Face à un climat en déclin, les habitants de la Baie de Somme alertent sur une crise croissante pour leur traditionnelle récolte de salicorne. Cette année, le délai d’harvest du haricot de mer — généralement étalé du 1er juin au 31 août — semble désormais fragilisé par des températures extrêmes et une sécheresse sans précédent.
Renée Michon, alias « Reinette », à 69 ans, constate un phénomène alarmant : « Le sol n’a plus le temps d’absorber l’eau nécessaire pour que les salicornes repoussent. C’est flagrant : le climat change, et des espèces envahissantes s’installent partout. » Ces pêcheurs, qui ramassent à la main cette végétation maritime depuis des décennies, craignent désormais que leur seul revenu ne disparaissent.
Simon Van Oost, gérant de la conserverie Saint-Christophe à Argoules, complète l’urgence : « Les pêcheurs préfèrent souvent la coque — mieux rémunérée — ce qui réduit notre production.
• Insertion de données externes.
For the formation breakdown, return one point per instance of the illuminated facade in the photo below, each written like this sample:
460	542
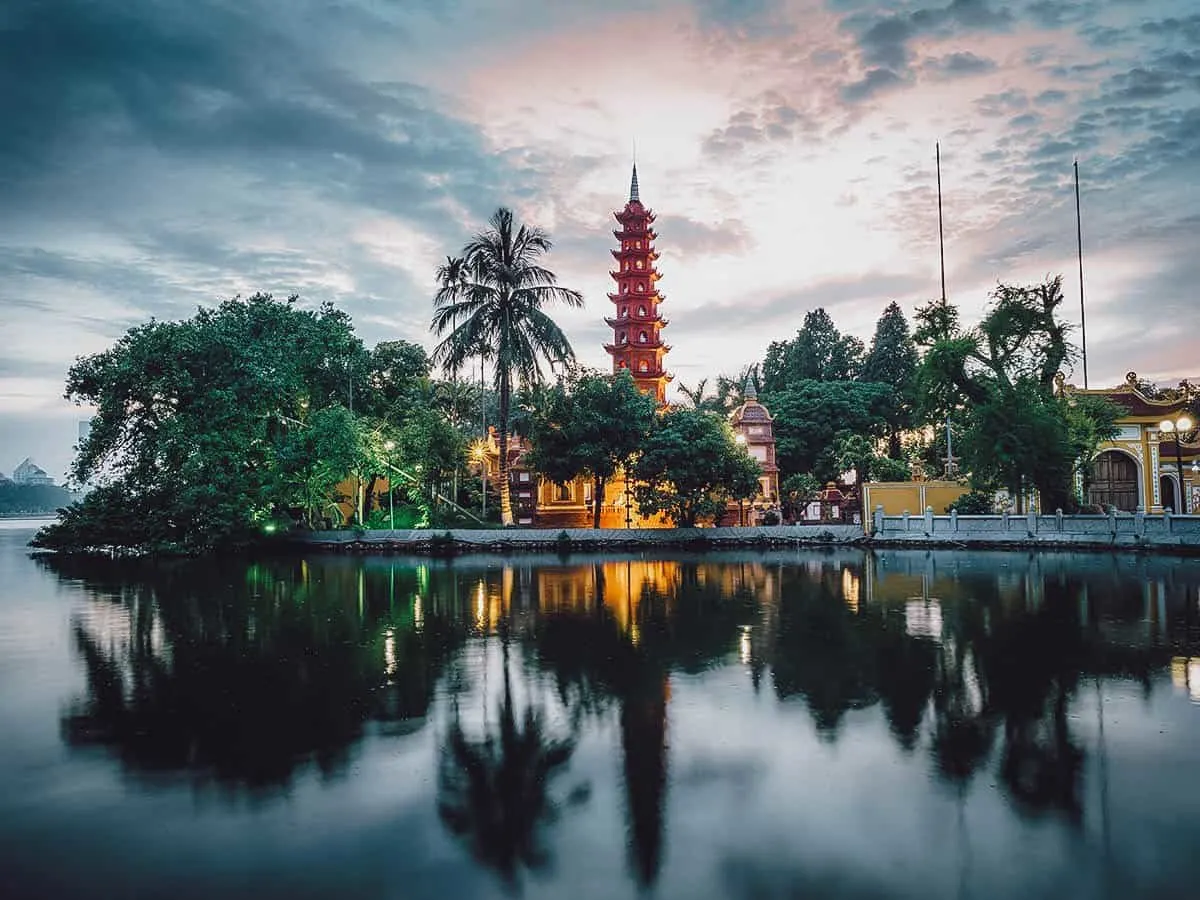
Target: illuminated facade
636	347
1139	467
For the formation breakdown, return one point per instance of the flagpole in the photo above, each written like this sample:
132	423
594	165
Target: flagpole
941	253
1079	238
941	235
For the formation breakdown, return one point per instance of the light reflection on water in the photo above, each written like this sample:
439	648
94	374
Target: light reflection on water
819	724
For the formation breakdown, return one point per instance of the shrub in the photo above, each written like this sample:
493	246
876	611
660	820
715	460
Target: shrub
975	503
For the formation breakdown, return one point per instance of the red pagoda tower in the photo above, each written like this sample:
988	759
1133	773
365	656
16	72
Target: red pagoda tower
637	328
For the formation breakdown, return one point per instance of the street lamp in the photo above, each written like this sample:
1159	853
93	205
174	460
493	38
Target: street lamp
741	442
1177	426
479	454
389	445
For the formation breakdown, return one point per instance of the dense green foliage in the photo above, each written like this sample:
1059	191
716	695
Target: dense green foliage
492	304
690	467
195	439
810	417
893	360
1015	430
819	352
591	425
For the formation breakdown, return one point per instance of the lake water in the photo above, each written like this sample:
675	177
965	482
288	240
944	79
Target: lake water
749	726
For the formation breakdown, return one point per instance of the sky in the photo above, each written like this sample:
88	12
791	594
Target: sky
156	156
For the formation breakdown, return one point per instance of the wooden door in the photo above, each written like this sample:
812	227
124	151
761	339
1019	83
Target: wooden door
1114	481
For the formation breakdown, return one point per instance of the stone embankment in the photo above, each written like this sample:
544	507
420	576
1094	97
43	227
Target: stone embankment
571	539
1115	531
1128	532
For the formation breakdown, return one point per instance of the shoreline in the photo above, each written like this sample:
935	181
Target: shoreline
507	541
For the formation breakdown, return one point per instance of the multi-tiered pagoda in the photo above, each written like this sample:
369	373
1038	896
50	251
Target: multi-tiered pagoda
637	328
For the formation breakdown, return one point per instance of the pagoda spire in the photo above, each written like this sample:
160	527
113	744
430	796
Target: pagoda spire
637	343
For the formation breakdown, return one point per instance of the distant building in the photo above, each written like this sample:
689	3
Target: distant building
30	473
1145	466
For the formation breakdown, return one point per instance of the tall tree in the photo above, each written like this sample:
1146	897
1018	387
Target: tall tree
690	467
810	415
819	352
193	426
499	304
592	425
893	360
1017	430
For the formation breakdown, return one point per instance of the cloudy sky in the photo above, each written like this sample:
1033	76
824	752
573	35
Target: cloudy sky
159	155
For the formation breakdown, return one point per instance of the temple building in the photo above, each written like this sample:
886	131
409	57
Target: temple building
1150	463
636	347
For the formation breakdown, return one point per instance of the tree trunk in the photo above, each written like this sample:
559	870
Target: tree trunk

Si les salicornes se dessèchent trop tôt, la saison pourrait être annulée avant même d’avoir débuté. » La réglementation actuelle, limitant 500 grammes par personne et jour pour les particuliers, ne suffit pas à compenser cette pression croissante.
Les professionnels, quant à eux, doivent déclarer mensuellement leurs récoltes à la Direction départementale des territoires et de la mer, mais leur capacité à maintenir une production stable est menacée. « Sans action immédiate, nous risquons d’entendre dire que cette année, la salicorne n’existe plus », prévient Renée Michon. Pour eux, le temps court : chaque degré supplémentaire de chaleur réduit leurs chances de sauver leur avenir.